While staying in the hospital is a form of self-preservation as they avoid the virus and the violence of desperate survivors, it’s also a way to avoid the full scope of their new reality as some of the only survivors of a fallen world. When she’s alone with her thoughts, Neffy often relates her isolation and confinement back to fun facts about animals and most often an octopus named H, who she writes letters to in her journal. While the octopus obsession and additional interludes to provide detail about Neffy’s past is a bit of a distraction, Fuller uses this to illustrate her deep empathy for animals and her sincere discomfort with their captivity, which often turns back into a metaphor regarding her own confinement. As Neffy begins to feel trapped within her surroundings , she considers leaving the hospital to go find her family. While she’s free to go at any time, her confines are also her refuge now that the outside world is filled with unknown dangers and harsh realities she isn’t ready to face. When she looks out her window, she sees “a piece of litter blow slowly from one end of the alley to the other. Its meandering journey is a tale of doubling back and indecisiveness, while all the time having no choice but to be pushed forward because the invisible wind says to go back is only an illusion.” Although she feels the pressure to move forward, Neffy is afraid of the changes that await her.
Neffy’s fear of facing reality leads to an addicting form of escapism as she begins to form a dependance on a device called the Revisitor, which Leon invented to allow users to relive their memories. We follow memories both good and bad as Neffy remembers moments with her loved ones. These events follow chronological bursts that concisely summarize the narrative of Neffy’s backstory. As Neffy builds a dependance on the Revisitor, she says, “I know I need to stop Revisiting; the joy of being with people I love again, so alive and vital, has begun to be overshadowed by the pain I feel returning to reality.” Fuller is able to use Neffy’s escapism to illustrate what was lost to the pandemic and perhaps ask what we owe to the dead. If it’s not the perseverance to live on, maybe it’s holding on to their memories as long as we can.

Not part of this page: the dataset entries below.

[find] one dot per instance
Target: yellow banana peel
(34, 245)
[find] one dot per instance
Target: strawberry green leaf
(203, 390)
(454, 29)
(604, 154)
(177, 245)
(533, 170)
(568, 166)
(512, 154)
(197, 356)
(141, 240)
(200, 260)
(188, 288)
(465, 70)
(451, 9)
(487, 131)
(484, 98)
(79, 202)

While this might be an underwhelming example of dystopian fiction, as the novel places a significant focus on the past rather than the collapse of society, The Memory of Animals does stand out in the new wave of pandemic literature in the ways it captures the emotional toll of isolation and utilizes remembrance to illustrate what was lost. Fuller also masterfully captures the ways people compromise or maintain their humanity in desperate situations as characters’ struggle with their conflicting need for self-preservation and desire to find a sense of safety and belonging with other people. Through this novel, Fuller has created a heartwarming portrait of what it means to find hope at the end of the world and carry on, not only for those you lost, but for those you found in the aftermath.